I’m glad former President Jimmy Carter spoke up along the line of my thoughts, lest the rabid Yellows who no longer want to wear yellow will brand me as certified Dutertard for speaking well about China.

“How many miles of high-speed railroad do we have in this country?” Carter was quoted as asking during his Sunday School lesson at Maranatha Baptist Church in his hometown of Plains, Georgia.

He pointed out that while China has some 18,000 miles of high-speed rail, the US has “wasted, I think, $3 trillion” on military spending.

He also pointed out that since 1979 when he was the US President, China has not gone to a single war while the US has stayed in war, and only enjoyed 16 years of peace in 242 years.

“China has not wasted a single penny on war, and that’s why they’re ahead of us. In almost every way,” he said.

I’m glad Carter said that because I have long wanted to say that, but the rabid anti-Chinese Philippine media would just love to lynch me. Now, go argue with Carter! I will just tell you this story.

Zongshen is a motorcycle brand in China. It was started as a motorcycle repair shop by Zuo Zongshen in Wangjiaba in 1982. A repair shop. Think of the motorcycle repair shops here and how their owners look like.

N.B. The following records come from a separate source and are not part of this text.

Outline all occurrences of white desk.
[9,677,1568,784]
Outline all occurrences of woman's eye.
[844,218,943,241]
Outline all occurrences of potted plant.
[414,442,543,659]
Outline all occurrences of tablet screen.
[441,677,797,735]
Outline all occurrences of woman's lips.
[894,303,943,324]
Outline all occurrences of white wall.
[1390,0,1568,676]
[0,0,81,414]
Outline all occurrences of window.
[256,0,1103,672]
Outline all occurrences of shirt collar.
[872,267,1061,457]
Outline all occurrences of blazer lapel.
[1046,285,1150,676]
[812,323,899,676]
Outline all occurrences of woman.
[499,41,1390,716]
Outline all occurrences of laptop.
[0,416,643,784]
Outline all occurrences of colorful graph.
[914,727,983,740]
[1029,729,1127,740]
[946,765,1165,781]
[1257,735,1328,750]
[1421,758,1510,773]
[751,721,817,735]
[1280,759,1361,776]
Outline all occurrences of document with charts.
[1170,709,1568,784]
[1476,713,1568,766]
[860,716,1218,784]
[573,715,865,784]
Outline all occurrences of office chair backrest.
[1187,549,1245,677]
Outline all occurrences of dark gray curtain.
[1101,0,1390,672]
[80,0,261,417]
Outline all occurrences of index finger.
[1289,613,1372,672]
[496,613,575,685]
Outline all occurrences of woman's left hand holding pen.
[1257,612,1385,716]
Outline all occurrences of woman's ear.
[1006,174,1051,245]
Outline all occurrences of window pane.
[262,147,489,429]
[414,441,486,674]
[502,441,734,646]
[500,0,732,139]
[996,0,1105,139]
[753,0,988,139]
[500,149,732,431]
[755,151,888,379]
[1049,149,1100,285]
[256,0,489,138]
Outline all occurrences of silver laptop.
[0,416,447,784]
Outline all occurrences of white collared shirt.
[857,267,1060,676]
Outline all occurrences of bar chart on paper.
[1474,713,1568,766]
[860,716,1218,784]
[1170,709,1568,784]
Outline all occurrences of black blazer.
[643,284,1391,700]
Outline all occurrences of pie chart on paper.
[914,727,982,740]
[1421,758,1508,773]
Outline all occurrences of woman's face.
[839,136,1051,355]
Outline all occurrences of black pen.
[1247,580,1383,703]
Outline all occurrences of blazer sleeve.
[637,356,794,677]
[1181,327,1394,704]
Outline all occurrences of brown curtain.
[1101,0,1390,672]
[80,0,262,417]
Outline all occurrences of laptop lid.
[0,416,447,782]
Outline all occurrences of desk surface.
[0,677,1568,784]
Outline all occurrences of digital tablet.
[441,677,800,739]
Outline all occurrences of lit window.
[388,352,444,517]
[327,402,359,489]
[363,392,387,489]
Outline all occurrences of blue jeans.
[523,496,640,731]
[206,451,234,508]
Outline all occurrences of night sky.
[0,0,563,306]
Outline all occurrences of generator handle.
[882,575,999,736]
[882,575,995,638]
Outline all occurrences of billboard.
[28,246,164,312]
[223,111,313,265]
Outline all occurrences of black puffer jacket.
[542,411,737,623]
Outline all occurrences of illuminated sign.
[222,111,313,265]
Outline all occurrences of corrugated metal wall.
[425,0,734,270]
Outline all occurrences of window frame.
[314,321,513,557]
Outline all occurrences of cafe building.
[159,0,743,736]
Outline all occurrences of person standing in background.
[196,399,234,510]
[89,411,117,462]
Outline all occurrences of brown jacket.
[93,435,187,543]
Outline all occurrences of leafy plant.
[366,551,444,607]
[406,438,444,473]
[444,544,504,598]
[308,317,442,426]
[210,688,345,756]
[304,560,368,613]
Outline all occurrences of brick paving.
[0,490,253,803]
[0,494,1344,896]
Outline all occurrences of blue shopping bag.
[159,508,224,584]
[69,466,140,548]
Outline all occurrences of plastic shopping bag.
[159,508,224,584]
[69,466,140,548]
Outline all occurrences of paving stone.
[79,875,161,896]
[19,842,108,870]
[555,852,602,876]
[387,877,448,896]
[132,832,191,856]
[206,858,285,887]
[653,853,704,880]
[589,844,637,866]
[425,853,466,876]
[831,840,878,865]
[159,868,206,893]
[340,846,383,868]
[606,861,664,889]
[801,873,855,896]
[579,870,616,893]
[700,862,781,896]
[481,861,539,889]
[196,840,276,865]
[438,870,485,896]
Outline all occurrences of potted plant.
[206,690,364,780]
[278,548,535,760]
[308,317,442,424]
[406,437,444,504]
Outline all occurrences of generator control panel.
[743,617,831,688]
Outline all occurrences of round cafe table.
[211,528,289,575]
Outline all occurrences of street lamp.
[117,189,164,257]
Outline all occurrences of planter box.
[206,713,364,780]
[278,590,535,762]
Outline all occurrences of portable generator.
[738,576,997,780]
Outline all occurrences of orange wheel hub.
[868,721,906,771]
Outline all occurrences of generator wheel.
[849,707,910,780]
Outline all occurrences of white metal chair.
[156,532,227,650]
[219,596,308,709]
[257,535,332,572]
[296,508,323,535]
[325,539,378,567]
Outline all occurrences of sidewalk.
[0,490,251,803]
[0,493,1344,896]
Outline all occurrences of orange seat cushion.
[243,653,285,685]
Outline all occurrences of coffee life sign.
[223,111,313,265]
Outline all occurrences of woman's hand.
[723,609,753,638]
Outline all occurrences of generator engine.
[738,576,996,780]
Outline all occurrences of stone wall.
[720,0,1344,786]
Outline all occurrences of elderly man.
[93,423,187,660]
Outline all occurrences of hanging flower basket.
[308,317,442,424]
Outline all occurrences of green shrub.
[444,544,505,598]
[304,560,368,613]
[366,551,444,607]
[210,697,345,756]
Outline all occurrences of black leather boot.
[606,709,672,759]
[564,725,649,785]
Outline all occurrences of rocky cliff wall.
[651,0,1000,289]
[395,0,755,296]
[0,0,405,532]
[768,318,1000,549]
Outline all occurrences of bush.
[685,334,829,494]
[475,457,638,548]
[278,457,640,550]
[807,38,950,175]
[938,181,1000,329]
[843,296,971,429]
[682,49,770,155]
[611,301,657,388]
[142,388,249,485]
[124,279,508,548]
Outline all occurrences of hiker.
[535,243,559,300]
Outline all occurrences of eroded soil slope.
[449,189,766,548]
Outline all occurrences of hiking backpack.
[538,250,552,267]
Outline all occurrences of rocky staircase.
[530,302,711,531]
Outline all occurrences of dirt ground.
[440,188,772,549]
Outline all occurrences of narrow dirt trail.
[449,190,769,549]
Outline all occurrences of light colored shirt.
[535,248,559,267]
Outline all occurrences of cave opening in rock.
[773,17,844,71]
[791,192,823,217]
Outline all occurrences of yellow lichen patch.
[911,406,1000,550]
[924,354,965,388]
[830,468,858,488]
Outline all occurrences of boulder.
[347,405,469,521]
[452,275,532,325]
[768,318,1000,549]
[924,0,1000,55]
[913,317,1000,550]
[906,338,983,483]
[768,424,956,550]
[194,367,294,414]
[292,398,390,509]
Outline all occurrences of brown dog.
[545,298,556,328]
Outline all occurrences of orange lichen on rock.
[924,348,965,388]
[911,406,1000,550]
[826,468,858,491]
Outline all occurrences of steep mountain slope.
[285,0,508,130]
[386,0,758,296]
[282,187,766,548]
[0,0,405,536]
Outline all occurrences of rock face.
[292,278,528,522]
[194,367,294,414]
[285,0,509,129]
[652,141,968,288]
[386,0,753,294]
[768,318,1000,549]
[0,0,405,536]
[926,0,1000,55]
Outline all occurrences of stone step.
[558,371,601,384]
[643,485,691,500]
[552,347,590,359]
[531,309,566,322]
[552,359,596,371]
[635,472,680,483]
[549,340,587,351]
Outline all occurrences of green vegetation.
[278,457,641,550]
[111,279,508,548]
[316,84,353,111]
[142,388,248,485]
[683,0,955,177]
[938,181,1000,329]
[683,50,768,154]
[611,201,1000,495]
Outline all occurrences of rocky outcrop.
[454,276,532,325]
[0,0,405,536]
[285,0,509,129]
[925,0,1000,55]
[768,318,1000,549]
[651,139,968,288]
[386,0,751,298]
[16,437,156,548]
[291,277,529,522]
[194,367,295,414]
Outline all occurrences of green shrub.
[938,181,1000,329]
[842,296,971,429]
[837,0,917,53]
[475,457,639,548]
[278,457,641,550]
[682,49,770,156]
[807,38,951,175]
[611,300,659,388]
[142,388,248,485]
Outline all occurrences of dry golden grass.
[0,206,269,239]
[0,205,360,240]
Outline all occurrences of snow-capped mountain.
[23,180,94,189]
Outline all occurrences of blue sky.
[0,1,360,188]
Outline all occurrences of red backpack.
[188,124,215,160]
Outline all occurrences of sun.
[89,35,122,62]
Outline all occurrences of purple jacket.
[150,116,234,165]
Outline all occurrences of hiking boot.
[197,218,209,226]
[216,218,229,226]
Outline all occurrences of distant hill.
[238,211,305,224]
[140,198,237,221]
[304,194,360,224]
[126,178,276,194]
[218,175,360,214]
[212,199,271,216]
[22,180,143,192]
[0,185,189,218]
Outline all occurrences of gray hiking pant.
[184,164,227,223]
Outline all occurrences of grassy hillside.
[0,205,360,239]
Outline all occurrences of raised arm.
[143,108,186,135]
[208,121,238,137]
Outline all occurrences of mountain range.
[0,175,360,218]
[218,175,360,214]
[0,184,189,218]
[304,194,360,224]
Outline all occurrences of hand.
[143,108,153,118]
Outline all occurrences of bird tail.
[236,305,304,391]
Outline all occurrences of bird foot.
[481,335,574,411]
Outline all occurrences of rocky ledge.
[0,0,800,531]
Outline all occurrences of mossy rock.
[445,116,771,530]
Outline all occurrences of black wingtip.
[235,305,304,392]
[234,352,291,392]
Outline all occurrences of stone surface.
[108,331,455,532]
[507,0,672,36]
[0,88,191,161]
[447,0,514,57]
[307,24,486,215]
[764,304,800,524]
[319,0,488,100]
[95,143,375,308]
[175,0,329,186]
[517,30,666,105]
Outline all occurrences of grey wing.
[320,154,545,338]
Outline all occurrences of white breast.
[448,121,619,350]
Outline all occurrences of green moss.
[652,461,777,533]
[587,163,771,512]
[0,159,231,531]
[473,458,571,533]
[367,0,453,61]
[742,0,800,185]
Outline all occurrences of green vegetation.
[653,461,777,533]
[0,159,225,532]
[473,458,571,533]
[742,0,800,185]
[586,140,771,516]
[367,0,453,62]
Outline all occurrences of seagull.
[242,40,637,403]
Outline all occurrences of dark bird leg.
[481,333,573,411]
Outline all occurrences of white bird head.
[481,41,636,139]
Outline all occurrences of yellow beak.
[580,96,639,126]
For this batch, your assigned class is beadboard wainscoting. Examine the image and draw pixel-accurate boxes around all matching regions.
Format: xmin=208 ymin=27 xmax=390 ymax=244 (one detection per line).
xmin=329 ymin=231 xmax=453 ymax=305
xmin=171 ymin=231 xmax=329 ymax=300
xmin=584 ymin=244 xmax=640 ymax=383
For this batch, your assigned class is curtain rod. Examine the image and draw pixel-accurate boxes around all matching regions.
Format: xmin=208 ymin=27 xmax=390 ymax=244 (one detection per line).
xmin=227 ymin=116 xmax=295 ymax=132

Ten years later in 1992, Zongshen registered the Zongshen Motorcycle Technology Development Co. Ltd. producing Zongshen brand motorcycle engines. Recall your dad’s or uncle’s mekaniko for their motorcycles ten years ago and where are they now?

Today, Zongshen not only makes its full range of motorcycles but also has its racing team, manufactures farm equipment like tractors, and drones for all types of applications. Its vision for its unassisted flight vehicles? “Become the leading enterprise of Chinese general aviation industry.”

One thing I have seen: the Chinese have long-range vision and they just keep moving forward and upward, unaffected by the quibbles and squabbles that Filipinos love so much. And that’s just the summary. We haven’t scrutinized Zongshen’s whole product lines yet and I haven’t even introduced you to JD.com. Later!

By the way, where’s your mekaniko now?